Ofgem said that while the price cap will have to rise, the move to quarterly changes removes the risk of prices rising quickly for consumers when wholesale prices go up but falling slowly and less fully when they go down.
They also claim that when wholesale prices fall, reductions will be passed on in full to customers through a lower price cap and will happen more quickly with the quarterly price cap.
Announcing the news Ofgem said the change to when the energy price cap is updated “will go some way to provide the stability needed in the energy market, reducing the risk of further large-scale supplier failures which cause huge disruption and push up costs for consumers.”
The added: “It is not in anyone’s interests for more suppliers to fail and exit the market.”
It said that although Britain only imported a small amount of Russian gas, as a result of Russia’s actions, the volatility in the global energy market experienced last winter had lasted much longer, with much higher prices for both gas and electricity than ever before.

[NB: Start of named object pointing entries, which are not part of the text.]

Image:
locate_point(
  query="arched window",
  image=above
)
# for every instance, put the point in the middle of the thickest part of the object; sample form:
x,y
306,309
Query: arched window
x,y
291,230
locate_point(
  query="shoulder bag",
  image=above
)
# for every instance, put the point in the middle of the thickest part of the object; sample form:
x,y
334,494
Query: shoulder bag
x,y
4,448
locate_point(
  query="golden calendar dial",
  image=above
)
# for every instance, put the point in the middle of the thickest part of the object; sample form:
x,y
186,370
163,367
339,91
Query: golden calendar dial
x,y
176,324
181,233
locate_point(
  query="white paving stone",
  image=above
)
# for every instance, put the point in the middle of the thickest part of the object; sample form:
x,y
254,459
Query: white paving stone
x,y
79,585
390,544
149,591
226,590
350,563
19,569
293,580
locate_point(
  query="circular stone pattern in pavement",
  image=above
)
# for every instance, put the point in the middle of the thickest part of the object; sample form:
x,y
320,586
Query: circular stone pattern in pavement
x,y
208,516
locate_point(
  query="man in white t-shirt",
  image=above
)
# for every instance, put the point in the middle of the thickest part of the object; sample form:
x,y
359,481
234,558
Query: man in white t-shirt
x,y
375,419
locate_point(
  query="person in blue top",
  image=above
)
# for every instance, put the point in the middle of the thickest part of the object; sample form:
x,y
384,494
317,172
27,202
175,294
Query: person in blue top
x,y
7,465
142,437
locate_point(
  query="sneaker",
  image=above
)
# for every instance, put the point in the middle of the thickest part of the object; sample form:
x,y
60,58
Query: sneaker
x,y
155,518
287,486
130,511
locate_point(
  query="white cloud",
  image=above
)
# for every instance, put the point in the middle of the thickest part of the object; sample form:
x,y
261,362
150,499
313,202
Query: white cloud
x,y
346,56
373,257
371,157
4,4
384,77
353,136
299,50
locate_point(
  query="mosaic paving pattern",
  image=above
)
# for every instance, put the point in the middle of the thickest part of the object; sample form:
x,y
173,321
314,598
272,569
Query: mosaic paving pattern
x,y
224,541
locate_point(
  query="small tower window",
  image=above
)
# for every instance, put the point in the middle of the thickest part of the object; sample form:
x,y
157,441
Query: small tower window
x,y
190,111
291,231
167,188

Ofgem chief executive Jonathan Brearley said: “I know this situation is deeply worrying for many people. As a result of Russia’s actions, the volatility in the energy markets we experienced last winter has lasted much longer, with much higher prices than ever before. And that means the cost of supplying electricity and gas to homes has increased considerably.
“The trade-offs we need to make on behalf of consumers are extremely difficult and there are simply no easy answers right now. Today’s changes ensure the price cap does its job, making sure customers are only paying the real cost of their energy, but also, that it can adapt to the current volatile market.
“We will keep working closely with the Government, consumer groups and with energy companies on what further support can be provided to help with these higher prices.”
As expected, Ofgem also warned that as a result of the market conditions, the price cap would have to rise to reflect increased costs.
Mr Brearley later confirmed to BBC Radio 4’s Today programme that Ofgem was looking at taking money off standing charges, but warned that trade-offs were involved and “there aren’t easy answers in the market right now”.
Asked about proposals to help customers, such as cutting VAT and green levies, he replied: “There is an almost £40 billion package of measures that are already in place to pay as discounts on our bills, but I think everyone recognises that the market has fundamentally changed since that package was announced, which was only two months ago, so every politician will be thinking about how they can mitigate that.”
He added: “I think we all recognise that more will need to be done.”
Business, Energy and Industrial Strategy Committee chairman Darren Jones said: “Whilst the change announced by Ofgem today will prevent more energy suppliers going bust, and the cost of failures being added to our bills, it also means customers will see their bills going up more frequently than before. These increases won’t be as big as before but they’ll be increases nonetheless.
“When the price of energy starts to come down, customers will see their energy bills reduce more quickly, but I don’t expect to see this happening until the end of 2024 or 2025.
“That’s why my Committee has asked the Government to look at introducing a social tariff, as a more effective method of price regulation to help low income households.”
Changes to the price cap come as household energy bills are likely to remain at more than two-and-a-half times their pre-crisis levels until at least 2024, according to latest predictions.
National Energy Action director of policy and advocacy Peter Smith said: “Ofgem moving ahead now with passing price cap changes on to households quarterly rather than every six months wasn’t necessary and unfortunately means further significant price increases in January are inevitable.
“Average annual bills are already predicted to increase by £1,200 a year – a 177% increase since last October. Now, householders can expect further hikes just after Christmas, in the middle of heating season when energy costs are typically at their highest.
“January is also usually a time of increased mental health problems and further hikes in bills will sadly lead to increased misery and huge anxiety for energy consumers across Great Britain, particularly for the poorest households. It’s disappointing that Ofgem has not listened to these concerns. They could have used their discretion to offset this avoidable outcome by starting the reforms in April when energy demand starts to fall.
“This change also strengthens the growing calls for deeper price protection for the poorest households, something Ofgem can and must help support.”
Gillian Cooper, head of energy policy at Citizens Advice, said: “Something that’s added to all our bills is the cost of supplier failures. Changing to a quarterly price cap should limit the risk of any more suppliers going bust, which is a good thing. But our bills are already incredibly high and still rising.
“The Government was right to bring in financial support for people, but it may not be enough to keep many families afloat. It must be ready to act again before winter draws in.
“Ofgem must make sure suppliers are helping customers who are struggling to pay. It should hold energy companies to account so people aren’t chased by debt collectors or pushed onto prepayment meters when they can’t keep up with bills.”